HEADLINE

Latest Post
Loading...

01 July 2016

“Namaku Ramadhan”


(Oleh : Pena Hidup)

Perlahan ku usap debu yang membalut wajahku. Pandanganku semakin membaik ,Setelah akhirnya dapat ku singkirkan beberapa debu. Kulihat sekeliling dengan sorotan bingung. Kilauan cahaya terang diatas silaukan mataku. Lalu Kubangkit dan duduk. Beberapa dedaunan jatuh dari tubuhku. Aku baru sadar. Aku bangkit dari tumpukan daun kering dan debu. Dan tak cuma itu, ada banyak pohon besar yang terlihat sedang mengepungku.

“Kenapa aku disini ?” Tanyaku dalam hati

Aku mulai jalan mencari arah. Ada begitu banyak suara burung terdengar. Kepala ku masi terasa pusing mengutukku, karna tidurku yang panjang.

“aku butuh air” keluhku dalam hati

Mataku mencari tau apakah ada air disini. Sungguh mengecewakan ketika kulihat yang ada hanyalah hutan belantara tak berujung. Lemas rasanya tubuhku. Kepala ku pusing dan aku benar-benar merasa gerah.

Kuputar otakku berfikir apa yang harus kulakukan. Lagi kulihat sekeliling. Kali ini bukan untuk rasa kagetku karna banyaknya pohon. Aku berfirasat mungkin ada banyak tetesan embun pagi yang tersisa didaunan pohon.

Kuhampiri setiap pohon yang kulihat. Namun lagi – lagi mengecewakanku. Tak ada embun yang tersisa. Matahari telah menyerapnya habis.

“Aku gerah. Tenggorokan ku kering. Aku butuh air” teriakku dalam hati
Ku istirahatkan tubuhku sejenak sambil menahan gerahku. Kuputar otakku kembali mencari tau dimana mesti kutemukan air.

Kuharap aku dapat menenggelamkan tubuhku dalam air. Membiarkan sekujur tubuhku basah karna air. Namun aku merasa keinginanku hanyalah sia-sia saja.
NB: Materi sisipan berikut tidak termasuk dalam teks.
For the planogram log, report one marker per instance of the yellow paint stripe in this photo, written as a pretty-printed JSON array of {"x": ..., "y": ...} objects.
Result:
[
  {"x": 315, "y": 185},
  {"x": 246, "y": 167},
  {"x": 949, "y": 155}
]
Kujatuhkan tubuhku kembali telentang dibalik pohon. Tak lama kemudian rasa ngantukku datang kembali. Kali ini aku tak butuh banyak daun menghindari serangan mentari. Pohon besar ini sudah lebih cukup untuk melindungiku.

******

“Tak....Tak....Tak.....Hhhh .....Hhhh  beriringan dengan suara hendusan nafas lelah.

Kubuka mataku. Kulihat seorang pria dengan kapak di tangannya. Sepertinya ia sedang mencoba menebang sebuah pohon. Ia berada agak jauh dariku. Kudekati dirinya namun tetap menjaga jarak agar tak ketahuan.

Tak......Tak....Tak...

jika sebelumnya aku hanya mendengar suara burung. Kali ini suara kapak membelah pohon yang kudengar. Tidak hanya itu “Hhhhhhhh.....” helaan nafasnya juga kudengar. Suara itu mengambarkan rasa lelahnya.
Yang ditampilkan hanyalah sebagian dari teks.